When miles have been covered there is a change of scenery and a sense of accomplishment that there is not when you do coasting. When you do small flea jumps, the landscape changes slowly and it becomes a bit monotonous. In addition, while sailing during the day I realized that I was getting impatient to arrive.
To sum up it’s quite simple: when the moment comes when everything seems to me to be boring, I leave and when I arrive everything feels better!
Out of time
I have often wondered why all these sailors philosophize about the sea. Now that I’m dealing with it a little better, I regularly find myself making discoveries about myself.
There are times when everything is beautiful and everything works perfectly, then others when fatigue is felt even after a big night’s sleep. There are those times when I don’t have the wind I expected, so I have to be patient and watch everyone else overtake me. They, with their lightweight plastic boats and carbon sails that surf in 5 knots of wind.
It must be noted that on the water one can call himself into question and rarely the fatality. When a problem happens it is never through the fault of the elements, they are what they are. It is also not the fault of the equipment because it is we who chose it. When these rules prevail over everyday life, the confusion in which we bathe in society decreases and it becomes easier to distinguish what for us is essential from what is superficial.
On board the quartz
Sometimes I have memories that come back to me without warning, as if I were reliving them again. My best childhood memories were built during the first nine years of my life aboard the Quartz, our family sailboat. In so few years I have had the chance to taste the best things in life: family, friends, nature, water, air, comfort, danger, discomfort etc.
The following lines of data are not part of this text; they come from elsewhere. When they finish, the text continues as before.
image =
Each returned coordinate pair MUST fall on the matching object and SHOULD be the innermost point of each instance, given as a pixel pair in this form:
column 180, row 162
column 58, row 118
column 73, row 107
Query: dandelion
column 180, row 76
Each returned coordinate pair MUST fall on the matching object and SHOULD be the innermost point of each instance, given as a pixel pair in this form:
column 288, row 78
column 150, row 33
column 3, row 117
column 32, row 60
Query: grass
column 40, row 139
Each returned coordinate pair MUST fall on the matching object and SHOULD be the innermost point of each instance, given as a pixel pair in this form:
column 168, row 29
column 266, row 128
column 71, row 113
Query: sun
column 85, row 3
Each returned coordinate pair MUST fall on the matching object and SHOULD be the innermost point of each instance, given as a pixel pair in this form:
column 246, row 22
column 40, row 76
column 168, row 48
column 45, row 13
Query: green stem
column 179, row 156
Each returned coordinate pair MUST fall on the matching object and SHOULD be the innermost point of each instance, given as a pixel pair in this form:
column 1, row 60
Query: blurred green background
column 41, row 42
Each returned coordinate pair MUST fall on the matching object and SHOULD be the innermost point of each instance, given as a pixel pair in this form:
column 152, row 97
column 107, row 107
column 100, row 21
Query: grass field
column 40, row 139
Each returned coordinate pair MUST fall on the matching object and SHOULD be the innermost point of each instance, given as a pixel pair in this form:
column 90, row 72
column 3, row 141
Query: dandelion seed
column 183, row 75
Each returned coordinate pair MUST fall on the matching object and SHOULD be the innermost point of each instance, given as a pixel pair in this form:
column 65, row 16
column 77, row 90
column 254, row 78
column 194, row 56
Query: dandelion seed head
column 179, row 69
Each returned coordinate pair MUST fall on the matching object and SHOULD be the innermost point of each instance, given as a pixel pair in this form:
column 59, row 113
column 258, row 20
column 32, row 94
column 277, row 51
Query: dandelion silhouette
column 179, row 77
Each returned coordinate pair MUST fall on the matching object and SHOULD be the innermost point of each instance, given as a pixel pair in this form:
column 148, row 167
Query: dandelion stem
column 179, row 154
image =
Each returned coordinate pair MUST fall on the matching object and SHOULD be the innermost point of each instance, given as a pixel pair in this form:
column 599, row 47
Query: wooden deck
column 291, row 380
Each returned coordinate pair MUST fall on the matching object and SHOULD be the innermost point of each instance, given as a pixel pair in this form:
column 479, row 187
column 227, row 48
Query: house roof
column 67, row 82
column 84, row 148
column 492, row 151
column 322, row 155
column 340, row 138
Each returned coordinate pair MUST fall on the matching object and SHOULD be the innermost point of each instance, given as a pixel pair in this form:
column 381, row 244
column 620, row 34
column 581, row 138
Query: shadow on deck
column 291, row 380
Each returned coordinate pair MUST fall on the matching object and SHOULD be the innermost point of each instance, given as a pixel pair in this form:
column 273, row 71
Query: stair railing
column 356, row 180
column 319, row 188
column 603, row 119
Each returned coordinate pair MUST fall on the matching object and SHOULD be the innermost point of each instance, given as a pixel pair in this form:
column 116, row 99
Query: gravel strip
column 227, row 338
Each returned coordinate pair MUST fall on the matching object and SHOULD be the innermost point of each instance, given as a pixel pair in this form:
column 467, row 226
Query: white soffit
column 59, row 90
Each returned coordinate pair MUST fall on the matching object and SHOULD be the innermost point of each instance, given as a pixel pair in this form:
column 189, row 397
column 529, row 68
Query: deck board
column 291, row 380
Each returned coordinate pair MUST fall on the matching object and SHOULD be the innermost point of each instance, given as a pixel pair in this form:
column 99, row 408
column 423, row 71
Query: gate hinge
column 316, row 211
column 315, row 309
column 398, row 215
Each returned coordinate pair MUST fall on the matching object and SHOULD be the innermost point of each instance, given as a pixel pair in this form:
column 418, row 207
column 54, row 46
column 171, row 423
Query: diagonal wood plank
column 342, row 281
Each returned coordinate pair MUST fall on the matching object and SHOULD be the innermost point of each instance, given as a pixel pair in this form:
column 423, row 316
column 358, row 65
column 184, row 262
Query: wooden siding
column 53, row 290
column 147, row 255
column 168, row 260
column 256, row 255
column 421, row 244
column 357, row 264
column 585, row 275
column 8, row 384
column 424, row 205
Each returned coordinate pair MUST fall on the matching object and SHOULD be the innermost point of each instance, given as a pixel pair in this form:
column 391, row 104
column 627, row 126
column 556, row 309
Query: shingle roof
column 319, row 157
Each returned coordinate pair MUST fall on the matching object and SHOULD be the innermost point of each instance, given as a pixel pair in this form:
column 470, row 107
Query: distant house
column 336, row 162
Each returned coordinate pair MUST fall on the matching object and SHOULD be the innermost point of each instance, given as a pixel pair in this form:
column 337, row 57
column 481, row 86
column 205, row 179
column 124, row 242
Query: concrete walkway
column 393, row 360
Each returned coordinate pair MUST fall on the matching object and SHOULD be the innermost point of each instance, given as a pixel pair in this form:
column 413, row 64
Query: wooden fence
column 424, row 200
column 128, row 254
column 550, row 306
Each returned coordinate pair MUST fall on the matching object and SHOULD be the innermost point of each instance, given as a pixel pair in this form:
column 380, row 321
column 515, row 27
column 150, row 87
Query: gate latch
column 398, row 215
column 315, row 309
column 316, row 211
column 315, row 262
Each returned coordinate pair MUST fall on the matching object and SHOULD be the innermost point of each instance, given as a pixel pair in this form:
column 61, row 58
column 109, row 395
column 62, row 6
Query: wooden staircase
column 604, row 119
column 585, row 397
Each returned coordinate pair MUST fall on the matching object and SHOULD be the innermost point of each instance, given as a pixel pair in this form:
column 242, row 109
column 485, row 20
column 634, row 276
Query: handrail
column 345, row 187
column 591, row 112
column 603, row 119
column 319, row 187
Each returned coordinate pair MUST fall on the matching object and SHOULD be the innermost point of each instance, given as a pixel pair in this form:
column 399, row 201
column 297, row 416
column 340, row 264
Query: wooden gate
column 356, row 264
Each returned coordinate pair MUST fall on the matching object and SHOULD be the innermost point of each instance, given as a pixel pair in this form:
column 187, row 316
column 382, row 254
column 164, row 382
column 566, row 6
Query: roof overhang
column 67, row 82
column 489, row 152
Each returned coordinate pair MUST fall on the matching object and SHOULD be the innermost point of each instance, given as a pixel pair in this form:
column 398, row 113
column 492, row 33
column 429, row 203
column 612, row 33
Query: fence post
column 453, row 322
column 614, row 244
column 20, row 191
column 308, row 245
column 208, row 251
Happiness, this one in any case had remained intact as if I had decided to leave it in the sea when I was eight years old, just before we sold the Quartz. It is twenty-four years later, after having dropped everything that from time to time a small artifact as fleeting as impalpable pops out from the water and presents itself to me. It is precisely in these moments and alone, with no one to disturb me that I relish and resume my marks. I had clearly not turned the page of Quartz!
Sailing is cool, there’s nothing vilain in there!